Bisnis.com, JAKARTA — Pembahasan substansi dari revisi Peraturan Presiden Nomor 191 Tahun 2014 telah rampung. Saat ini, pemerintah tengah menyelesaikan proses legal untuk pengesahan beleid tersebut.
Adapun, Perpres itu bakal menjadi acuan anyar untuk pembatasan pembelian bahan bakar minyak (BBM) bersubsisi, Pertalite dan Solar.
“Pembahasan substansi secara umum sudah selesai, tinggal penyelesaian proses legalnya di Kemenko Perekonomian, Kementerian Sekretaris Negara dan Kemenkumham,” kata Direktur BBM BPH Migas Sentot Harijady BTP saat dikonfirmasi Bisnis, Rabu (10/7/2024).
Sentot mengatakan, substansi revisi dari beleid itu di antaranya mengatur ihwal konsumen pengguna Pertalite yang selama ini belum diatur.
Selain itu, kata dia, pemerintah juga bakal mendefinisikan ulang konsumen pengguna Solar yang berhak atas subsidi.

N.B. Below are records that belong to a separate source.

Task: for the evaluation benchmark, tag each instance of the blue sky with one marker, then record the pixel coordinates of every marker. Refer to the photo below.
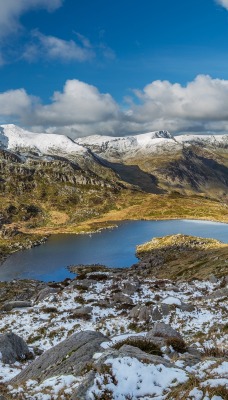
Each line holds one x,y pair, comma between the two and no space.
114,67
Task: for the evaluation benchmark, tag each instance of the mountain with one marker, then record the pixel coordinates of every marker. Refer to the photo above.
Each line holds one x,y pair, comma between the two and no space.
49,179
155,162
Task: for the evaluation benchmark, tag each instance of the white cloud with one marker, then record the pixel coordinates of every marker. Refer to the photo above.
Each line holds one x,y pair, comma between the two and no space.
79,103
80,109
11,10
15,103
55,48
223,3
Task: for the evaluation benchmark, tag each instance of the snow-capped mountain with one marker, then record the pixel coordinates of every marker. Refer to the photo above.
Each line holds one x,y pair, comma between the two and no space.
154,162
112,148
108,147
15,139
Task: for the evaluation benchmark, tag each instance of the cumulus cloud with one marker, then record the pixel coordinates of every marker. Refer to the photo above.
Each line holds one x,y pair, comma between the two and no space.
80,109
79,104
223,3
53,48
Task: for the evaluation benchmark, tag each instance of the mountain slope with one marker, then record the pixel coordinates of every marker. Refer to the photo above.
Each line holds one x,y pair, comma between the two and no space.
71,182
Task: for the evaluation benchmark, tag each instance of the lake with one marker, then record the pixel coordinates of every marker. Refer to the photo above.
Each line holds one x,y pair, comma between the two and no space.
112,247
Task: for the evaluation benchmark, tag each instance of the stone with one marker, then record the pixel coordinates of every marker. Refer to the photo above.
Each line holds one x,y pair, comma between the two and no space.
144,314
165,308
163,330
213,279
84,283
156,314
121,298
187,307
71,356
13,348
130,288
219,293
82,312
80,392
9,305
44,293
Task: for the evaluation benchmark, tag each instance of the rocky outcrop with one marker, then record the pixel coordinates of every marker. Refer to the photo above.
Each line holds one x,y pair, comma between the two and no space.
164,331
69,357
13,348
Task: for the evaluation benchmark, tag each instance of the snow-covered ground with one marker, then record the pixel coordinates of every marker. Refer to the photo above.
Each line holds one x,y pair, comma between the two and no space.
17,139
51,320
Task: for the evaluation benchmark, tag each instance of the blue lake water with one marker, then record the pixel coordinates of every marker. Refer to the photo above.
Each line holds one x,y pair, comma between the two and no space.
111,247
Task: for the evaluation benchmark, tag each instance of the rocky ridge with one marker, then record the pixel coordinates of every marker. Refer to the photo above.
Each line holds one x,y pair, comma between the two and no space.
111,334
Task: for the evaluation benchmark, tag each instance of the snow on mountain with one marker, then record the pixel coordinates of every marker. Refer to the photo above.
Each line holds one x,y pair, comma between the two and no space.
111,147
211,140
108,147
14,138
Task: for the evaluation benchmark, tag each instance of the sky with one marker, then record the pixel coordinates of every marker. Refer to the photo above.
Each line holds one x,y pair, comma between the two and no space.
114,67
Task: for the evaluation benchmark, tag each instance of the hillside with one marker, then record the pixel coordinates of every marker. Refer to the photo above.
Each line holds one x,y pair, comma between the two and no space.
119,333
50,183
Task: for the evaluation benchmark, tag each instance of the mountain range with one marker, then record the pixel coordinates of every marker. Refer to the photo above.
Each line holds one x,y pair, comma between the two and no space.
154,162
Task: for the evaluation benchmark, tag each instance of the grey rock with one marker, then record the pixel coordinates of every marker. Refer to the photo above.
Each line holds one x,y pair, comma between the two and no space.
156,314
130,288
121,298
69,357
86,311
213,279
131,351
144,314
187,307
163,330
165,308
13,348
189,359
84,283
220,293
80,392
217,294
9,305
44,293
134,313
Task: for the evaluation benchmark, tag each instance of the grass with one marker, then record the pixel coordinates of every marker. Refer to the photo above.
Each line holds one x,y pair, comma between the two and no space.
185,257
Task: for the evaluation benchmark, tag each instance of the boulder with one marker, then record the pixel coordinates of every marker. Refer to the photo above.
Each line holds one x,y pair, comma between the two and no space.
9,305
219,293
163,330
68,357
44,293
119,297
13,348
130,288
82,312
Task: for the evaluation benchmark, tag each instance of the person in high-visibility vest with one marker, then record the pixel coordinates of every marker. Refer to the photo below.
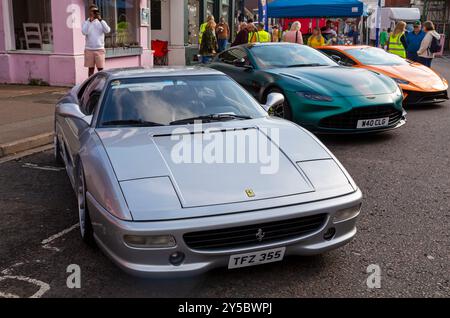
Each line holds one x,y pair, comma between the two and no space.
263,35
203,27
253,35
397,43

Dia menerangkan revisi itu dilakukan untuk memastikan alokasi subsidi tersebut lebih tepat sasaran.
“Nanti aturan yang lebih detail akan dimuat dalam aturan turunan dari revisi Perpres No. 191/2014, yang akan diterbitkan oleh Ditjen Migas dan BPH Migas,” kata dia.
Baca Juga
Di sisi lain, Sentot menambahkan target waktu pengesahan revisi beleid itu bakal tergantung dari penyelesaian proses legal di antara tiga kementerian tersebut.
Seperti diberitakan sebelumnya, Menteri Koordinator Bidang Kemaritiman dan Investasi (Menko Marves) Luhut Binsar Pandjaitan menyampaikan bahwa pembatasan akan mulai dilakukan pada 17 Agustus 2024.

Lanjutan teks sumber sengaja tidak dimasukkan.